Should I Stay or Should I Go?: Some Thoughts on Morale That May or May Not Ramble Incoherently

After reading Featherstone's Advanced Wargame Ideas and Tony Bath's Ancient Wargaming: Including Setting up a Wargames Campaign, as well as several free rule sets that mention it, I've decided to reduce the morale test requirement for each force

It appears that I've been a bit too generous.

So, adjusting the levels to a more reasonable number:

  • A force led by an aggressive leader tests morale after 30% lost
  • A force led by neutral leader tests morale after 25% lost
  • A force led by a cautious leader tests morale after 20% lost


Now, there is one problem, I admit. Morale in my game is tied to the loss of strength points (in Memoir of Battle each unit has a basic strength value, but MoB has no morale rules of its own). Because the campaign rules allow for the possibility of strength points to be recovered after the battle, I have interpreted that to mean a strength point is a measure of physical health but also of elan, esprit du corps cohesion and such. MoB supports this interpretation I believe, because elite units get +1 and poor a -1 to their basic value. There is no logical necessity that a poor unit must necessarily have fewer bodies than an elite one. A lost strength point, therefore, reflects physical and/or emotional damage.

Clearly, a 20% casualty rate is different than saying, 20% of the troops have lost their will to fight or even 10% are casualties, but 10% have curled up in the fetal position, sucking their thumbs.
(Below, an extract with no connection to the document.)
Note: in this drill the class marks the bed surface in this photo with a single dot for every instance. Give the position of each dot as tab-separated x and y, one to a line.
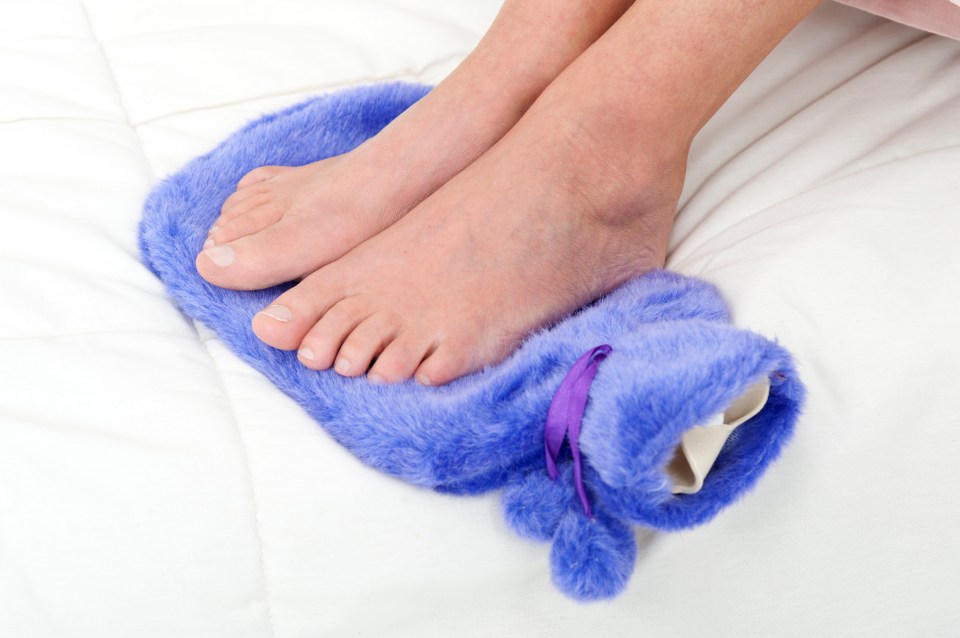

In one case, you've lost 20% of your force for good and you may not be able to drum up fresh recruits to replace them. In the others, you still have something to work with - although you may need to do something about that thumb sucking.

In any case, I would offer that the MoB and the campaign rules I am using, are not at the "Did Pvt. Jones survive that barrage?" level but are higher up, at the "What's going on with 1st Platoon/Company A/The Queens Guard and do they have the resources to take the hill?"As such, being reduced to 80% of your strength, regardless of the means, ought to be cause for a cautious commander to rethink pushing onward.

I know that some wargamers dislike morale tests and believe it is by their will alone that forces should exit a battle, that a good player would do what is "realistic" (a loaded term if ever there was one when referring to toy soldiers, model vehicles and buidlings and dice rolling).

In some ways, I liken morale tests to alignment in D&D. As one blogger (I wish I could remember which) described it, alignment is the in-game representation of the voice of conscience. Morale is the in-game sense of the on-table commander that the losses may have reached a point where continuing is not the best course of action. Of course, alignment violations can have serious consequences in D&D, while a commander not only can stay on the field of battle after the morale test is taken, but they sometimes do if the dice fall that way, and they may even go on to win the day as a result. So it's not a perfect analogy but I think it shows how I'm viewing the morale test, at least in this campaign - more as a matter of the commander's character than an attempt to forcibly wrest control from the player.

Though it may in fact have the same result as the latter, the effect on me as the player is not "me against the system" but one of gaining some narrative insight to the commander's mind set.